(45) Aşağılıktan başları öne eğilmiş, göz ucuyla gizli gizli etrafa bakarken, ateşe sunulduklarını görürsün. İnananlar: "Hüsranda olanlar, kıyamet günü kendilerini de, ailelerini de hüsranda bırakanlardır" derler. İyi bilin ki, zalimler sürekli bir azap içindedirler.
(46) Onların, Allah'tan başka kendilerine yardım edecek dostları da yoktur. Allah'ın saptırdığı kimsenin çıkar yolu olmaz.
(47) Allah katından, geri çevrilemeyecek günün gelmesinden önce Rabbinizin çağrısına cevap verin. O gün hiçbirinize sığınacak yer bulunmaz, inkar de edemezsiniz.
(48) Eğer yüz çevirirlerse bilsinler ki, Biz seni onlara bekçi göndermedik; sana düşen sadece tebliğdir. Doğrusu Biz insana katımızdan bir rahmet tattırırsak ona sevinir; ama elleriyle yaptıkları yüzünden başlarına bir kötülük gelirse işte o zaman görürsün ki insan gerçekten pek nankördür.
(49) Göklerin ve yerin hükümranlığı Allah'ındır. Dilediğini yaratır, dilediğine kız çocuk, dilediğine de erkek çocuk verir.

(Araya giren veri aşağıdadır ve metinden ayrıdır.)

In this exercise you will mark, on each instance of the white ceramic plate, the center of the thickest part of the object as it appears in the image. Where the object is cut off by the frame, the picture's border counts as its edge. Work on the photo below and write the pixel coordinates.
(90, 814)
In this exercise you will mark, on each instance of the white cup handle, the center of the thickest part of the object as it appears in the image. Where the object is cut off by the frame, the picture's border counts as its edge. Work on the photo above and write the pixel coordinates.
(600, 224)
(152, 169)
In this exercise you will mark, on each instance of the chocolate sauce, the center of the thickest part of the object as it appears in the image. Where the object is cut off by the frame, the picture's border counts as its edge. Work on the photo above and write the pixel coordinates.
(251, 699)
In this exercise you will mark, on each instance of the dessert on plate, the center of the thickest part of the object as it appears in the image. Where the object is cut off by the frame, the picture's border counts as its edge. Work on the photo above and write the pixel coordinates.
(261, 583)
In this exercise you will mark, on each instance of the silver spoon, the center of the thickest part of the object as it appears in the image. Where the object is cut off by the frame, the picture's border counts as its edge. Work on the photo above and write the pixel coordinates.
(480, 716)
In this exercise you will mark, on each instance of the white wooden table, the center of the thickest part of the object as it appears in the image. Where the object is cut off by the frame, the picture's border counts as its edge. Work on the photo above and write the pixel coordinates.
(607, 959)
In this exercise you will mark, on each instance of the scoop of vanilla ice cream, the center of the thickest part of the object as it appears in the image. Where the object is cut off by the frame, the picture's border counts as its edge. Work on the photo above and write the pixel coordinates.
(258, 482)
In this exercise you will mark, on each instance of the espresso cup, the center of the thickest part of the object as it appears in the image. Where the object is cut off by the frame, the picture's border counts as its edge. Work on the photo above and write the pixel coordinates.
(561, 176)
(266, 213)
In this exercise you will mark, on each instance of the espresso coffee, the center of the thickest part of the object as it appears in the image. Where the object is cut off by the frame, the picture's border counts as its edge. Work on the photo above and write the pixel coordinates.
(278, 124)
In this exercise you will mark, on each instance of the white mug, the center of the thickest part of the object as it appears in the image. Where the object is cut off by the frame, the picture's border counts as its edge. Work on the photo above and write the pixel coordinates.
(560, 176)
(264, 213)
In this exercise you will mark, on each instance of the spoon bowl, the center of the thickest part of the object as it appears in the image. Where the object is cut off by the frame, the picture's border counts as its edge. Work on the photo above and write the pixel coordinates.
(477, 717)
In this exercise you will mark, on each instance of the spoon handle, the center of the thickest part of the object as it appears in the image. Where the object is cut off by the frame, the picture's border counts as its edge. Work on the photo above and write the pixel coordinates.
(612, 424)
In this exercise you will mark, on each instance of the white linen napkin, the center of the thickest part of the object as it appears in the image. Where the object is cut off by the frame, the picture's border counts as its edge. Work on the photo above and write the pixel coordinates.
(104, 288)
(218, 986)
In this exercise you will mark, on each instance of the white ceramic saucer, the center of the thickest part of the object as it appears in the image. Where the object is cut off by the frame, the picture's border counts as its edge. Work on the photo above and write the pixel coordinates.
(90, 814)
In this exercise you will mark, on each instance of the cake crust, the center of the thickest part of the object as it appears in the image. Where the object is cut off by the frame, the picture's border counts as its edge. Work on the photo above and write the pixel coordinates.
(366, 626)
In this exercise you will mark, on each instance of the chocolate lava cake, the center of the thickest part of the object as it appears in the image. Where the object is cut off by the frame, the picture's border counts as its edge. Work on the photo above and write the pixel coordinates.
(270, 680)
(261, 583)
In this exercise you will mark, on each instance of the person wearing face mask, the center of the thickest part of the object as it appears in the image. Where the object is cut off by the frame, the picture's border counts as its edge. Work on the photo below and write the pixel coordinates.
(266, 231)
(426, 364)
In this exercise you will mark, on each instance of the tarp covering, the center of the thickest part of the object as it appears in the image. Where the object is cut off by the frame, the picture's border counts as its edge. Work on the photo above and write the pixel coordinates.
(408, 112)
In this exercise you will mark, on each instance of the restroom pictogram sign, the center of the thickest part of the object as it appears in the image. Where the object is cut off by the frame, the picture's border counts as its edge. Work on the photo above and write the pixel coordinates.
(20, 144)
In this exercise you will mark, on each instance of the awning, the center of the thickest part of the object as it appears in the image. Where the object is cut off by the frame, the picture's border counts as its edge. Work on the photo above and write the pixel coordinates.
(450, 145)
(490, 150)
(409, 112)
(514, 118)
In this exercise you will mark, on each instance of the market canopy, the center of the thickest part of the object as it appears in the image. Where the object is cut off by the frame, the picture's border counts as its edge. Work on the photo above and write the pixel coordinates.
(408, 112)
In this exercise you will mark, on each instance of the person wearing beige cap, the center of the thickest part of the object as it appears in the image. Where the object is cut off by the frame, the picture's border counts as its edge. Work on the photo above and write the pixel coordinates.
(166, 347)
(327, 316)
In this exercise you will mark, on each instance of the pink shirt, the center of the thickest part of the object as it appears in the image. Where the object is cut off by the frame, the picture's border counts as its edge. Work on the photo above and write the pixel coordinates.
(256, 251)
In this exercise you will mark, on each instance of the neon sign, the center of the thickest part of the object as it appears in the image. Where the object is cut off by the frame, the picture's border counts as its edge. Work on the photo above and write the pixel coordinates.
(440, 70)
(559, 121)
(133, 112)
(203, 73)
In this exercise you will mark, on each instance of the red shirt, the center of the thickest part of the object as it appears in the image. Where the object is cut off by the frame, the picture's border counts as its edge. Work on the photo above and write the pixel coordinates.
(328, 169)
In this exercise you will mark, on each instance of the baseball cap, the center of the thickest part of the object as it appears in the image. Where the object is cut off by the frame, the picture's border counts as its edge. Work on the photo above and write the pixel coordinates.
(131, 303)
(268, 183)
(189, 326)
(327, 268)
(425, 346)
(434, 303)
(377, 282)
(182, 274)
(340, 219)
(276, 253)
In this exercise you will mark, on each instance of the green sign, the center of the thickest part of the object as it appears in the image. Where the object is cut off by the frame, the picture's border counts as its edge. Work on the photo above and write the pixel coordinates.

(50) Yahut hem kız hem erkek çocuk verir, dilediğini de kısır kılar. O, bilendir, her şeye Kadir'dir.
(51) Allah bir insanla ancak vahiy suretiyle veya perde arkasından konuşur, yahut bir elçi gönderir; izniyle, dilediğini vahyeder. Doğrusu O yücedir, Hakim'dir.